Through Fire – Snippet 29

Alexis stepped heavily across the beach, still moving fast, still without giving the impression of being winded. The doctor’s wife ran alongside him, to keep up with the pace.

The beach was hardly that. There was a semi-circular space of soft sand and, at the end of it, a bit into the sea as though enclosing the space, stood a ring of tall, dark stones. From a certain regularity about them, I guessed they were not real stones, but poured, black dimatough.

In other words, we were in a private cove, probably the private beach of some property, where the owners could have disported in safety and privacy. The waves broke, passing through the tight space left open between the ring of stones. The water in the cove rose and fell with the effect of something breathing deeply. I could easily see it as a place for children to learn to swim, or for a family to enjoy the sea without being watched by strangers.

Now, as Alexis got to the edge of the water and continued into it, splashing up to his knees into the ocean, a shadow detached from the deeper shadow around the rocks. It revealed itself as it approached as a little boat, the kind of craft children will motor in around safe areas. And like a children’s toy, it made no sound, save the buzz of an electric motor.

There was no sound either, as Alexis nodded to the one man in the craft and then carefully, delicately, deposited the doctor in the little boat. The boatman nodded.

And then… and then the little craft grew a dome of transparent… ceramite or dimatough, I’d guess. And silently it submerged.

We waited in silence while I tried to make sense of what I’d seen. I’d guess that the little craft was a submarine’s lifeboat. Its retractable, transparent dome had halved, retracting down to take in the doctor. Then it had closed again to take him to… a submarine waiting beyond the black rocks, I guessed.
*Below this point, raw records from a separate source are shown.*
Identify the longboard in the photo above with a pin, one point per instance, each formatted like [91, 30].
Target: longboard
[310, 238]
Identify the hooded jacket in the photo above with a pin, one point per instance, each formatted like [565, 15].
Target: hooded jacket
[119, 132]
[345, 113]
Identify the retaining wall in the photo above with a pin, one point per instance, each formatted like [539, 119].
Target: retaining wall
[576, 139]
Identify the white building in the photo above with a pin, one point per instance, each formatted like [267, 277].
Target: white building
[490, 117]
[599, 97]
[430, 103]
The little craft came back silently, and Alexis turned to Madame Dufort and said, almost soundlessly, “Madame.” She had stepped up to stand beside him, the sea wetting half of her very proper skirt, but she turned back, to where Corin and I had stopped at the edge of the sea, “Corin?” she said. “Son?”

Corin shook his head. “Apres vous, Maman,” he said. But I knew that voice, that stubborn tone, and I had a feeling that he had no intention of going, before or after her.
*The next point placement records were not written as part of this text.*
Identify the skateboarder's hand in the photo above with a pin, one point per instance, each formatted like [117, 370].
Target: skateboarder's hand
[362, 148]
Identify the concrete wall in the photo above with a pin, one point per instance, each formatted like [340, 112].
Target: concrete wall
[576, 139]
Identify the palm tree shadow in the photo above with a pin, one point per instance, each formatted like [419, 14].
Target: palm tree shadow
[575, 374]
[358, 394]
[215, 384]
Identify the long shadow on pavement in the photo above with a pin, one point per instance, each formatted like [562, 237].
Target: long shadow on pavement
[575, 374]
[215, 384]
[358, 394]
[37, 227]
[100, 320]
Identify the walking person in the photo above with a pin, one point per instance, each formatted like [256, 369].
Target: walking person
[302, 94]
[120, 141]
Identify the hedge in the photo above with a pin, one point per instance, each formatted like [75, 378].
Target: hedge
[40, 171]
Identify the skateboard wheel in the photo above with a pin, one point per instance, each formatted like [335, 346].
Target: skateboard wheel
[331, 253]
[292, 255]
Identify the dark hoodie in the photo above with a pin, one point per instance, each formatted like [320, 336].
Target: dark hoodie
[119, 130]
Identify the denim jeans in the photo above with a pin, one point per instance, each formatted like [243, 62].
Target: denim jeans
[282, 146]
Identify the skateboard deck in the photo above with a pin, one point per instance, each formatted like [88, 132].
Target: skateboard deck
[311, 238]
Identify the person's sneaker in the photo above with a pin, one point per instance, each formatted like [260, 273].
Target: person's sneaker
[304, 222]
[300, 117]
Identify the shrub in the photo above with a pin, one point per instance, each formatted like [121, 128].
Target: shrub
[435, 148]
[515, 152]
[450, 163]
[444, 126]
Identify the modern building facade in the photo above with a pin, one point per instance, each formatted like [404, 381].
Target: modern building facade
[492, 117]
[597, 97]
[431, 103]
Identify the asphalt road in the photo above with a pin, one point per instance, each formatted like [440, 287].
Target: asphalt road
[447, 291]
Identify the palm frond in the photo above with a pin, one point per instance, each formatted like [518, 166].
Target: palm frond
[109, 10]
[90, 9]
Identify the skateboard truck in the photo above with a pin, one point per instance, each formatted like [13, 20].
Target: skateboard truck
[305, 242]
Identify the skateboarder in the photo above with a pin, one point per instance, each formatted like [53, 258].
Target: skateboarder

She seemed to know that too. By the light of the moon, her expression was exasperated, a mother’s annoyance. “Corin,” she said.

“No,” he said. “This is my place, enfin. You and Papa must go. I don’t have a need to. No one knows me. And there is… a man must make sure that no innocents are harmed– Surely you understand?”

She shook her head and said, “Take care,” and to Alexis, “Look after him.” Then she stepped into the craft. The dome closed and the craft went under again.

I expected Alexis to turn and come out of the sea. Then we would have time to talk. At least I hoped so, because I had a lot to say to him.

But he remained very still, and I thought he was waiting for the craft and then… would get into it and go with the doctor. Of course, perhaps he needed to go with the doctor and his wife, to arrange their stay wherever it was they needed to be.

On the other hand, perhaps he meant to run away, abandon the isle after setting whatever plans he’d got started.

The craft came back, the man in it sitting, immobile and impassive, a slight man with dark brown hair. And Alexis turned to me, “Madame,” he said. “If you will.”

“What? No.” I was outraged. “I have come here for a purpose, and I have not fulfilled that purpose.”

Alexis’ homely countenance looked like he was counting backward from three thousand. Slowly. Possibly in Chinese. “Madame,” he said. He turned and advanced out of the sea towards me. “You have to go.”

“No.” I stepped backward up the sand and half hoped he would try to force me, because I was more than willing to show him that I was not his to command. “I came here to save the Good Man and I–”

“The Good Man,” he sneered, his countenance turned ugly. “If you think that the Good Man should be saved by you, you are–”

That was when the voice called out from up on the beach. “Alexis Brisbois. Mailys Bonheur. Doctor Dufort. Madame Dufort. You are under arrest by orders of the Protector of the Republic.”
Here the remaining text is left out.